1.Blue Spruce Corp. has an 8% required rate of return. It's considering a project that would provide annual cost savings of $70000 for 5 years. The most that Johnson would be willing to spend on this project is

Year Present Value PV of an Annuity

of 1 at 8% of 1 at 8%

1 0.926 0.926

2 0.857 1.783

3 0.794 2.577

4 0.735 3.312

5 0.681 3.993

$176274.

$47670.

$231840.

$279510.

2.Concord, Inc. is considering purchasing equipment costing $48000 with a 6-year useful life. The equipment will provide annual cost savings of $12000 and will be depreciated straight-line over its useful life with no salvage value. Concord requires a 10% rate of return.
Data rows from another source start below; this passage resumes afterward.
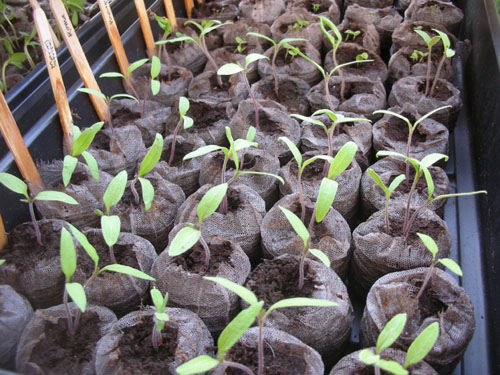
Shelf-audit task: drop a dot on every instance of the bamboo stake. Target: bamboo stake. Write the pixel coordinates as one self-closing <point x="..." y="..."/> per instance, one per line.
<point x="146" y="27"/>
<point x="3" y="235"/>
<point x="75" y="48"/>
<point x="189" y="7"/>
<point x="114" y="35"/>
<point x="56" y="81"/>
<point x="14" y="140"/>
<point x="169" y="8"/>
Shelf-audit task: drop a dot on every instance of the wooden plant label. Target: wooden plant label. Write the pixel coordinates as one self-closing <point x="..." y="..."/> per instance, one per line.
<point x="14" y="140"/>
<point x="114" y="35"/>
<point x="75" y="48"/>
<point x="146" y="28"/>
<point x="49" y="53"/>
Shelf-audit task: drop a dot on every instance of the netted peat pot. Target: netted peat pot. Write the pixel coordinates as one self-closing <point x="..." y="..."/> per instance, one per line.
<point x="170" y="89"/>
<point x="361" y="96"/>
<point x="411" y="90"/>
<point x="442" y="13"/>
<point x="274" y="122"/>
<point x="283" y="354"/>
<point x="373" y="198"/>
<point x="83" y="188"/>
<point x="210" y="119"/>
<point x="47" y="348"/>
<point x="291" y="92"/>
<point x="33" y="270"/>
<point x="15" y="313"/>
<point x="332" y="235"/>
<point x="391" y="134"/>
<point x="128" y="349"/>
<point x="182" y="278"/>
<point x="294" y="66"/>
<point x="377" y="253"/>
<point x="325" y="329"/>
<point x="254" y="159"/>
<point x="119" y="292"/>
<point x="443" y="301"/>
<point x="347" y="197"/>
<point x="351" y="365"/>
<point x="315" y="139"/>
<point x="240" y="224"/>
<point x="155" y="223"/>
<point x="185" y="174"/>
<point x="402" y="65"/>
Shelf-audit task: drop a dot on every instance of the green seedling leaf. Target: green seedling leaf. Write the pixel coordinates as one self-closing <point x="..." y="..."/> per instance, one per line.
<point x="295" y="151"/>
<point x="237" y="327"/>
<point x="152" y="157"/>
<point x="77" y="294"/>
<point x="69" y="165"/>
<point x="367" y="357"/>
<point x="148" y="193"/>
<point x="451" y="265"/>
<point x="391" y="366"/>
<point x="229" y="69"/>
<point x="92" y="164"/>
<point x="202" y="151"/>
<point x="84" y="242"/>
<point x="326" y="196"/>
<point x="343" y="159"/>
<point x="297" y="225"/>
<point x="391" y="332"/>
<point x="110" y="226"/>
<point x="184" y="240"/>
<point x="14" y="184"/>
<point x="301" y="302"/>
<point x="197" y="365"/>
<point x="429" y="244"/>
<point x="115" y="189"/>
<point x="85" y="139"/>
<point x="126" y="270"/>
<point x="211" y="201"/>
<point x="68" y="254"/>
<point x="55" y="196"/>
<point x="242" y="292"/>
<point x="321" y="256"/>
<point x="422" y="345"/>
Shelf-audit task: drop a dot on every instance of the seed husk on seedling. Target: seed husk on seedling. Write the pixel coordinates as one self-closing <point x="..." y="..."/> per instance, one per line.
<point x="277" y="47"/>
<point x="188" y="236"/>
<point x="81" y="142"/>
<point x="68" y="265"/>
<point x="249" y="297"/>
<point x="231" y="153"/>
<point x="147" y="164"/>
<point x="204" y="28"/>
<point x="417" y="351"/>
<point x="232" y="68"/>
<point x="18" y="186"/>
<point x="110" y="224"/>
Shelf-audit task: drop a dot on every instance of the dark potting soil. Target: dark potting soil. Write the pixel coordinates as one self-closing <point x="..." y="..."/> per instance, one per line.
<point x="59" y="353"/>
<point x="277" y="279"/>
<point x="136" y="351"/>
<point x="277" y="361"/>
<point x="194" y="260"/>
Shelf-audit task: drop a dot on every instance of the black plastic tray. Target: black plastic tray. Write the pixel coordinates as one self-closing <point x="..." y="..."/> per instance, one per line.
<point x="462" y="215"/>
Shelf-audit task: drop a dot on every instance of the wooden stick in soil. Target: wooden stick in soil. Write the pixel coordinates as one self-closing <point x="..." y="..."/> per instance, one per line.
<point x="114" y="36"/>
<point x="189" y="7"/>
<point x="14" y="140"/>
<point x="56" y="81"/>
<point x="146" y="28"/>
<point x="75" y="48"/>
<point x="169" y="9"/>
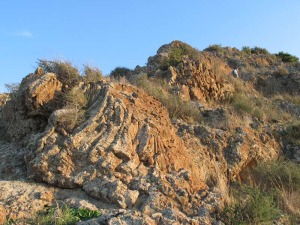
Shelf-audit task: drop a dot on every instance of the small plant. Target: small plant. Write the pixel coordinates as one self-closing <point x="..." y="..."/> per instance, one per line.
<point x="214" y="48"/>
<point x="286" y="57"/>
<point x="64" y="216"/>
<point x="259" y="51"/>
<point x="292" y="134"/>
<point x="92" y="74"/>
<point x="246" y="50"/>
<point x="65" y="71"/>
<point x="253" y="207"/>
<point x="119" y="72"/>
<point x="281" y="71"/>
<point x="177" y="108"/>
<point x="75" y="102"/>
Present Value of an Annuity of 1

Period 8% 9% 10% 11% 12% 15%

6 4.623 4.486 4.355 4.231 4.111 3.784

What is the approximate net present value of this investment?

$24000

$5832

$4260

$2771

3.Use the following table,

Present Value of an Annuity of 1

Period 8% 9% 10%

1 0.926 0.917 0.909

2 1.783 1.759 1.736

3 2.577 2.531 2.487

A company has a minimum required rate of return of 8%. It is considering investing in a project that costs $298658 and is expected to generate cash inflows of $118000 each year for three years. The approximate internal rate of return on this project is???

10%.

the IRR on this project cannot be approximated.

8%.

9%.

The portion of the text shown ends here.